What is Depression?
Whilst you might occasionally suffer from the odd day or two in life, when your mood feels low, or you lack energy or enthusiasm, it’s generally not something to worry about. This is usually just down to a lack of sleep or generally feeling unwell and it will soon resolve itself.
These feelings should not be confused with depression which can be a long-term condition causing feelings of sadness, low mood, and lack of interest in pretty much everything in life. Whilst it’s not uncommon depression should also not be confused with conditions like grief or sadness.
Symptoms of depression will last for at least two weeks and can range from mild to severe. It can affect people in the short term or long term and can range from mild to more severe forms. In extreme cases it can make you self-harm or cause you to feel suicidal. You can suffer from mental and physical symptoms, and it can also affect your behaviour. Symptoms can differ between individuals as can their severity.
- Feeling worthless and empty inside
- Feeling sad and crying for no reason
- Trouble concentrating on things
- Memory loss and forgetfulness
- Anger, frustration and irritability even at little things
- Feeling restless or anxious and unable to settle and relax
- Feelings of guilt
- Suicidal thoughts and thoughts of self-harming
- Lack of confidence or self-esteem
- Feeling hopeless and lost lacking feelings of self-worth
- Insomnia or a disturbed sleep pattern
- Loss of appetite resulting in weight loss
- Lack of libido
- Over eating taking comfort in food causing weight gain
- Lethargy lacking energy and the desire to do anything
- Slower speech and body movement
- General muscle aches and pains
- Pacing about due to being restless wringing your hands in despair
- Avoiding friends and family
- Not wanting to socialise
- Staying at home more
- Losing interest in hobbies
- Generally withdrawing from the world
Depression can have a big and often negative impact on your work, social and family life. Particularly personal relationships as your partner can feel pushed out if you withdraw into yourself.
Depression can also be caused by underlying or undiagnosed medical conditions such as
- Multiple sclerosis
- Chronic pain syndromes
- Thyroid problems
- B12 deficiency
amongst others, so you should always check with your doctor to rule out any physical cause for your symptoms.
What Causes Depression?
It can have several causes, physical health problems, genetic tendencies, past trauma including childhood trauma. Environmental factors like abuse, like losing your home or job. Personal loss whether it’s bereavement, or a relationship ending.
How do I get help?
If your depression has lasted more than two weeks then contact your doctor, who will prescribe antidepressants and/or self-help books and courses or possibly group therapy if it’s available in your area.

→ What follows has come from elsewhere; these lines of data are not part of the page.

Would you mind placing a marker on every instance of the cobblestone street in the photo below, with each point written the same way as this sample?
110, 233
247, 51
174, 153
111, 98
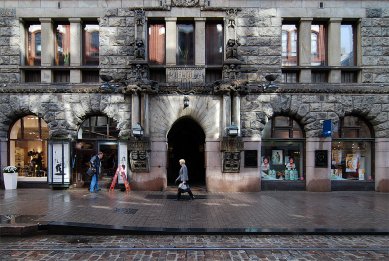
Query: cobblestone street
200, 247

Take care of yourself by eating healthily, exercising regularly and spending time in nature, which will help lift your mood. Avoiding alcohol, tobacco and caffeine products which initially may make you feel better but in the long term are detrimental to your mental and physical health. Mindfulness can help including meditation and yoga.
If you still find yourself struggling with symptoms you may want to consider private therapy. Talking therapies including counselling, psychotherapy and cognitive behavioural therapy (CBT) on a one-to-one basis can be helpful.